The 33-year-old Associated Press photographer stayed behind to capture insider images during the siege of the former insurgent stronghold.

"Everyone in Fallujah knew it was coming. I had been taking pictures for days," he said. "I thought I could go on doing it."

In the hours and days that followed, heavy bombing raids and thunderous artillery shelling turned Hussein's northern Jolan neighborhood into a zone of rubble and death. The walls of his house were pockmarked by coalition fire.

"Destruction was everywhere. I saw people lying dead in the streets, wounded were bleeding and there was no one to come and help them. Even the civilians who stayed in Fallujah were too afraid to go out," he said.

"There was no medicine, water, no electricity nor food for days."

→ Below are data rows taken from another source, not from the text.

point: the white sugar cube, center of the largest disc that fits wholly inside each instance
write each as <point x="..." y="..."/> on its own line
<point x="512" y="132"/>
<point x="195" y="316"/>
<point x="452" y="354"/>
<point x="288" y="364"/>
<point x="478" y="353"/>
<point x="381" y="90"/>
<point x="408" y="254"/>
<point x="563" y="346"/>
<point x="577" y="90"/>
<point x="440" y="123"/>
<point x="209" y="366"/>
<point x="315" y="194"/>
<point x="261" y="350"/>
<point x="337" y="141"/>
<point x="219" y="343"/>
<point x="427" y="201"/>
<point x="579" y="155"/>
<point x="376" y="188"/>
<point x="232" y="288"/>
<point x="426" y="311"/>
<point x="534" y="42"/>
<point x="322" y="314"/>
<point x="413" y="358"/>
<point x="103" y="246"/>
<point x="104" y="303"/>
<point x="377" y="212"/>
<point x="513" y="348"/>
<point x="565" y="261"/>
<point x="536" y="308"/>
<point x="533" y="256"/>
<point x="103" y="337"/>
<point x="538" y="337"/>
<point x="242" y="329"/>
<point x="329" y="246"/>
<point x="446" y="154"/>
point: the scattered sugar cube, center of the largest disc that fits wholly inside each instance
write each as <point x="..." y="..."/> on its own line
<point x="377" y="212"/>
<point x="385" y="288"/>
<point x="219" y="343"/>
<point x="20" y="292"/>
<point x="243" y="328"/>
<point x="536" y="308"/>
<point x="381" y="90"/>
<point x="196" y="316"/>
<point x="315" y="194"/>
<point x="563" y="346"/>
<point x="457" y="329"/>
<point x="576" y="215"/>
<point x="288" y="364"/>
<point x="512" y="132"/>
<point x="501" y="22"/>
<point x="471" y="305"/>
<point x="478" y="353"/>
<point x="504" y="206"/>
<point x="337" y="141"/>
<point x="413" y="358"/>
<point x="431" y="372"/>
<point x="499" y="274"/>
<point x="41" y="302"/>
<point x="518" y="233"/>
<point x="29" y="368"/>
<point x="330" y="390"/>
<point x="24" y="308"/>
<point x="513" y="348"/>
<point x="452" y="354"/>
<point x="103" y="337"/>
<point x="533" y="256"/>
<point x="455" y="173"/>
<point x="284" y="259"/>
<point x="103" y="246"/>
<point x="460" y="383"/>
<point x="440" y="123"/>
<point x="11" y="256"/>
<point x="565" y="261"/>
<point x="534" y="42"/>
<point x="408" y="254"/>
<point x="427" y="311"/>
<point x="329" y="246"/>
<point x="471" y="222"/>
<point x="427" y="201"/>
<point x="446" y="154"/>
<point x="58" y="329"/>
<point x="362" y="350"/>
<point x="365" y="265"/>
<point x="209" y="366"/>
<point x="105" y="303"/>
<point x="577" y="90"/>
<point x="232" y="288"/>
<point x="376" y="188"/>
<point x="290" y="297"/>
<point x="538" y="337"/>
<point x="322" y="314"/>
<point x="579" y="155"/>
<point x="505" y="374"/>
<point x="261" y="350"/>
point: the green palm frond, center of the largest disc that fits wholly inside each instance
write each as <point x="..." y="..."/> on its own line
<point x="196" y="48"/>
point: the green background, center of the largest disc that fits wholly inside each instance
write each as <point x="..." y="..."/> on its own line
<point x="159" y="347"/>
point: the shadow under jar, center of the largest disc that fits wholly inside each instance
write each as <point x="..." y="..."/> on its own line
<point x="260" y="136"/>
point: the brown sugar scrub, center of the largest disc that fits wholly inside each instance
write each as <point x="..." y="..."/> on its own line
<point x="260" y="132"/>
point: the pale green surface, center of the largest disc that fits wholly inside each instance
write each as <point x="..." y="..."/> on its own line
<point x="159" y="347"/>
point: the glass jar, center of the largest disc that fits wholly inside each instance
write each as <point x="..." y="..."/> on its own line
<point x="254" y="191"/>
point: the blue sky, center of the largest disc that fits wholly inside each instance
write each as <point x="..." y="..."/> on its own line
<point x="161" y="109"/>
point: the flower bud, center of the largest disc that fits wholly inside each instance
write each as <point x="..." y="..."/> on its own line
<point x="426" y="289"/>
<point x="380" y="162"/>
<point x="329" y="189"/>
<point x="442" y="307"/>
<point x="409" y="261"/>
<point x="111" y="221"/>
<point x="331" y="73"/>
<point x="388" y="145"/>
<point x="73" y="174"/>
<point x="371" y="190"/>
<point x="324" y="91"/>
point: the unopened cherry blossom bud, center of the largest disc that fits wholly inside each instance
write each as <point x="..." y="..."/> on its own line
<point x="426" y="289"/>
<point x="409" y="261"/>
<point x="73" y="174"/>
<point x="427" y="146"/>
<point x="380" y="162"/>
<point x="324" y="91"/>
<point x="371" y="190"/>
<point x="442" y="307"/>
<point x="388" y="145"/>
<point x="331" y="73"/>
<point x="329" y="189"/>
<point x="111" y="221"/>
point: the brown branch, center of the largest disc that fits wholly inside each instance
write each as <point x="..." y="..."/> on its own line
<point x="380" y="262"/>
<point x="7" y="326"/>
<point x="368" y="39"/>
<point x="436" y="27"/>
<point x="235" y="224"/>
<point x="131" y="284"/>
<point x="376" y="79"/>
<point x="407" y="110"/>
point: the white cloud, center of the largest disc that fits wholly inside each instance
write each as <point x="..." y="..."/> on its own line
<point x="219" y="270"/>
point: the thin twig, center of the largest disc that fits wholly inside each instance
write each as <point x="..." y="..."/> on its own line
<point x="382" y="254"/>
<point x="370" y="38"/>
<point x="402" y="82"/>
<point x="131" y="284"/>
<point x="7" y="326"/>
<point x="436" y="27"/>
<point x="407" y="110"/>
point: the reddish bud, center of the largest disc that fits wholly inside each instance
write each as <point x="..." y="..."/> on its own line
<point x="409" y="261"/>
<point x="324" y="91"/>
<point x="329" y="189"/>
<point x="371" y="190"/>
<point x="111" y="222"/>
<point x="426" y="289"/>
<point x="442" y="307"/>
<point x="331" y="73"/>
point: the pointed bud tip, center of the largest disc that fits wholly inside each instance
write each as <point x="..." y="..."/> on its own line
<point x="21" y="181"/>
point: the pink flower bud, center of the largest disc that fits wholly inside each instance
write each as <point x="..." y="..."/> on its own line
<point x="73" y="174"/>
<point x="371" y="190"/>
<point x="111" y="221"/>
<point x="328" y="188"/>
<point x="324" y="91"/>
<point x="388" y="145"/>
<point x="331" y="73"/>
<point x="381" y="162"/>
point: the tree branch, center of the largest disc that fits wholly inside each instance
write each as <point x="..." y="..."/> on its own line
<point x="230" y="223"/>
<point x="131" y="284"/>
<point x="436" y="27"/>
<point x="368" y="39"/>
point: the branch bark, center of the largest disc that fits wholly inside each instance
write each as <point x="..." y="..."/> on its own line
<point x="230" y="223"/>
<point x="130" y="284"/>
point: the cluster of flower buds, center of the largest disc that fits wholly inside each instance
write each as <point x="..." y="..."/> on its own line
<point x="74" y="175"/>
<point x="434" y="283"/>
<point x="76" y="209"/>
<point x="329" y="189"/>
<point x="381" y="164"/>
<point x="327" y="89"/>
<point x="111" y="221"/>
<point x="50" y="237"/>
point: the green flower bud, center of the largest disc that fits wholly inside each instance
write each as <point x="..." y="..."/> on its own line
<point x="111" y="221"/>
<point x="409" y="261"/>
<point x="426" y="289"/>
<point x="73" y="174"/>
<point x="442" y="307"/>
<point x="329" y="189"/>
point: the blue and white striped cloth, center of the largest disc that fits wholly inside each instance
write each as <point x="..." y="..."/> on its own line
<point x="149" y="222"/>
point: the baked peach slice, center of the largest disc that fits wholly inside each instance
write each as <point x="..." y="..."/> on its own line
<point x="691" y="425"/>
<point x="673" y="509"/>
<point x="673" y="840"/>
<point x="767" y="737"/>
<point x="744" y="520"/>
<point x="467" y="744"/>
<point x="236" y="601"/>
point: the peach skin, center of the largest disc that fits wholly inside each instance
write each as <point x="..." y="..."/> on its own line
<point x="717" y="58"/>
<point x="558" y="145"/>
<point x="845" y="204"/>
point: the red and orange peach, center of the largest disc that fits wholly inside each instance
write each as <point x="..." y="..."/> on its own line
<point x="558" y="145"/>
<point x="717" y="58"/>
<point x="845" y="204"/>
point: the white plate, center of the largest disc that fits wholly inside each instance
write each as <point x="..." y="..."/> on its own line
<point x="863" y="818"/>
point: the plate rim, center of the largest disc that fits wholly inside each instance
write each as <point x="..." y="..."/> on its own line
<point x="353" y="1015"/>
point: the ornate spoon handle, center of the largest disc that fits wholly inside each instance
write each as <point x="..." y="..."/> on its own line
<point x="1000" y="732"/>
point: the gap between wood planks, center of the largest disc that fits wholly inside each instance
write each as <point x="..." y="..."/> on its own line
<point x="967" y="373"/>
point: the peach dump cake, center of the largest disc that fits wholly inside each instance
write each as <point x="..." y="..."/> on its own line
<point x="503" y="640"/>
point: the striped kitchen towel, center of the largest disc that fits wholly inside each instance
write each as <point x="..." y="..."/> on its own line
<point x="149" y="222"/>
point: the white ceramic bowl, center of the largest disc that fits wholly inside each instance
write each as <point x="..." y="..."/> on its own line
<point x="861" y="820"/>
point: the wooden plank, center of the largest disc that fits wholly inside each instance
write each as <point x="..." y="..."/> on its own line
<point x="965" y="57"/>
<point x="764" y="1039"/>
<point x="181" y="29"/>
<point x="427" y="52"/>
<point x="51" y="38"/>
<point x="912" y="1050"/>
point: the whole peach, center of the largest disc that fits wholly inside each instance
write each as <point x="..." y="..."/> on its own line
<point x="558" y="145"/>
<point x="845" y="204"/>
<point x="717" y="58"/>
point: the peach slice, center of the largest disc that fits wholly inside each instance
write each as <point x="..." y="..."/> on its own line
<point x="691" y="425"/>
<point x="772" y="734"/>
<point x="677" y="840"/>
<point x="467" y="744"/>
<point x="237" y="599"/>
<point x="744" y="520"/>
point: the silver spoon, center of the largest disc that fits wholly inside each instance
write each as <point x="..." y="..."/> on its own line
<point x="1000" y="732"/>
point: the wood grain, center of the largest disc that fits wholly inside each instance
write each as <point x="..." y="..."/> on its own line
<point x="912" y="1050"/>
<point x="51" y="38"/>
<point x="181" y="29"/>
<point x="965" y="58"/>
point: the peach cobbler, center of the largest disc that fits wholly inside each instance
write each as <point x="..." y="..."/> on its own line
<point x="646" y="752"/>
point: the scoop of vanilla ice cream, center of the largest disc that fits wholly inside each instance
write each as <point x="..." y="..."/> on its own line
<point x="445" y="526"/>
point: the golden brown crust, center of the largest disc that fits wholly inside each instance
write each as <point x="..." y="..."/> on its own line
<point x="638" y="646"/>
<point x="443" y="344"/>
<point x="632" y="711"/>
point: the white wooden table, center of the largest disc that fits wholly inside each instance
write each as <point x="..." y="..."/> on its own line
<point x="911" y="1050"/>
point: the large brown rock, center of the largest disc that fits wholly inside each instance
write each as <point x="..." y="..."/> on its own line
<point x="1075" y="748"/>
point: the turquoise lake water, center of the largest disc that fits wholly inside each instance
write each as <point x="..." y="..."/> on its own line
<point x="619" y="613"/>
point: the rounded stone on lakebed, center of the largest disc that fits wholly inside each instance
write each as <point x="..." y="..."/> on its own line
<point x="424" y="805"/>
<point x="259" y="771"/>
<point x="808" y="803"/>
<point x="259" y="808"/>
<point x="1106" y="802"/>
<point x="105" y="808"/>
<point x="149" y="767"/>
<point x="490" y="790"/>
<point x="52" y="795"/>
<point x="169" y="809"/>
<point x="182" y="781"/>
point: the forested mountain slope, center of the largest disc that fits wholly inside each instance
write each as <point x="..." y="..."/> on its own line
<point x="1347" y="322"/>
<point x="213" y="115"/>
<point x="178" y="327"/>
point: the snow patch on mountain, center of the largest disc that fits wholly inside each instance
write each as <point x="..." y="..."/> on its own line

If you have the time to link to the story, you'll note American troops firing on civilians swimming across the Tigris River, American troops firing randomly at houses, and so on. Between that, the airstrikes, the tank and artillery rounds, we've managed to "Afghanistanize" Fallujah, to coin a term--or, you could say we've "Fallujah'ed Fallujah. Or "Cheney'ed" it. Rregardless of what terminology you use, the fact is that our "liberation" of Iraq is roughly akin to calling the Reign of Terror in France an event which resulted in the liberation of many heads from their associated bodies.

Bush is calling it something different, as you might expect--he considers obliterating a city and who knows how many of its inhabitants "progress."